Aniline represents an entirely different situation. Here, the lone pair on nitrogen is partially delocalised into the π system of the benzene ring through resonance. This makes the nitrogen less electron-rich, the compound less basic, and the ring itself more activated toward electrophilic substitution. The dual consequence — decreased basicity, increased ring reactivity — is a key insight that connects amine chemistry to aromatic chemistry.
Board Exam Tip: In questions asking you to compare basicities, always state the reason explicitly — do not just write the order. A well-reasoned answer explaining inductive effect, steric hindrance, and solvation will earn full marks even if one comparison is incorrect.
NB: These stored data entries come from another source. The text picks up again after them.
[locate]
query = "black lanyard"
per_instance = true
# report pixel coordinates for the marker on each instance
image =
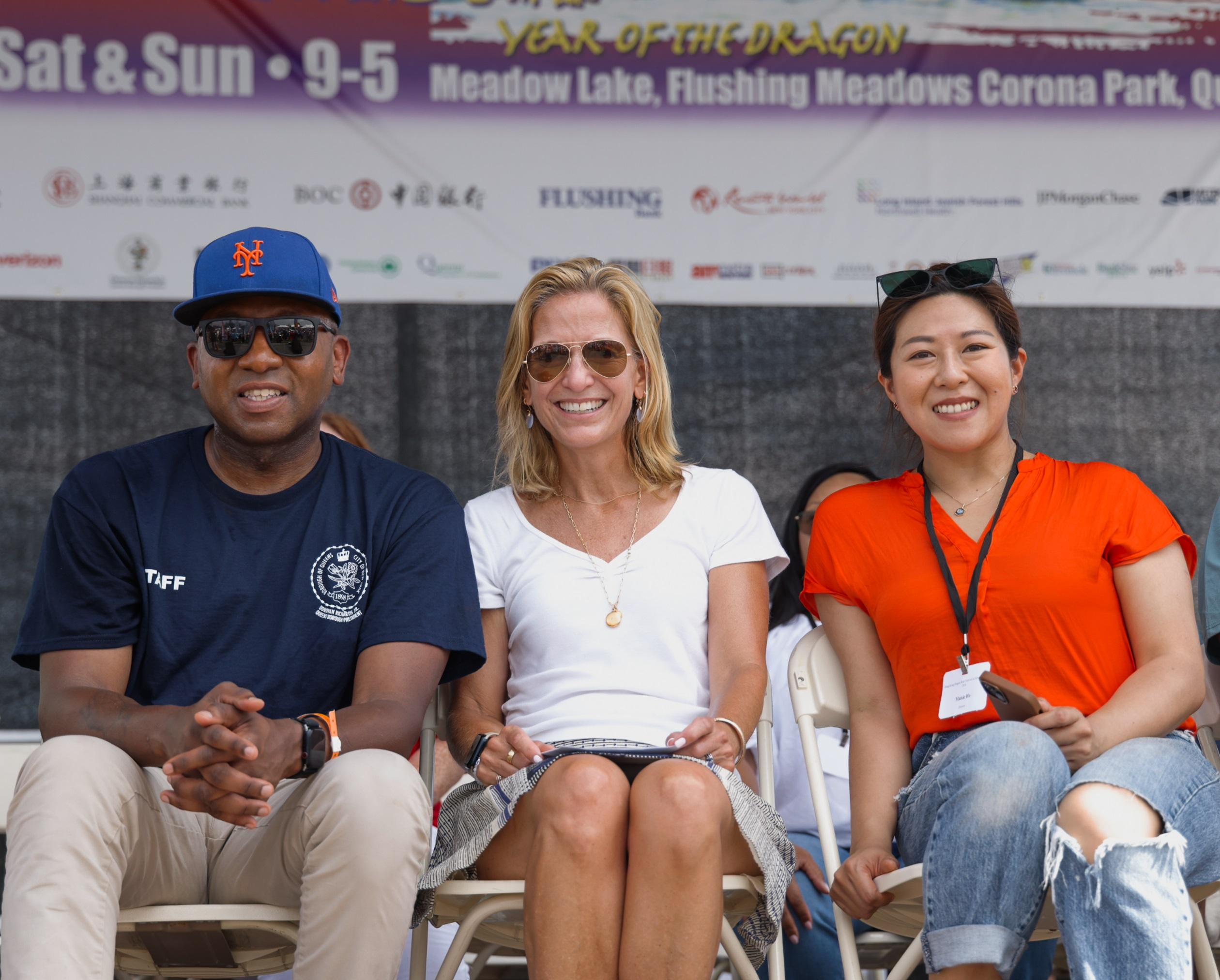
(965, 617)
The section on diazonium salts is especially rich for examination purposes. These reactive intermediates act as electrophiles in coupling reactions to produce azo dyes — one of the most colourful applications of organic chemistry. The Sandmeyer and Gattermann reactions give access to aryl halides that cannot be prepared directly by electrophilic substitution (especially aryl fluorides via the Balz–Schiemann reaction). Understanding diazonium chemistry essentially gives you a versatile synthetic toolkit for modifying aromatic rings in controlled ways.
This chapter connects naturally to Chapter 8 (where amides are made from amines and acids) and to Chapter 10 (where amino acids and proteins are discussed). The broader theme is that nitrogen-containing groups are everywhere in biochemistry, and the reactions learned here — acylation, diazotisation, coupling — appear repeatedly in the synthesis of pharmaceuticals and dyes that society depends on.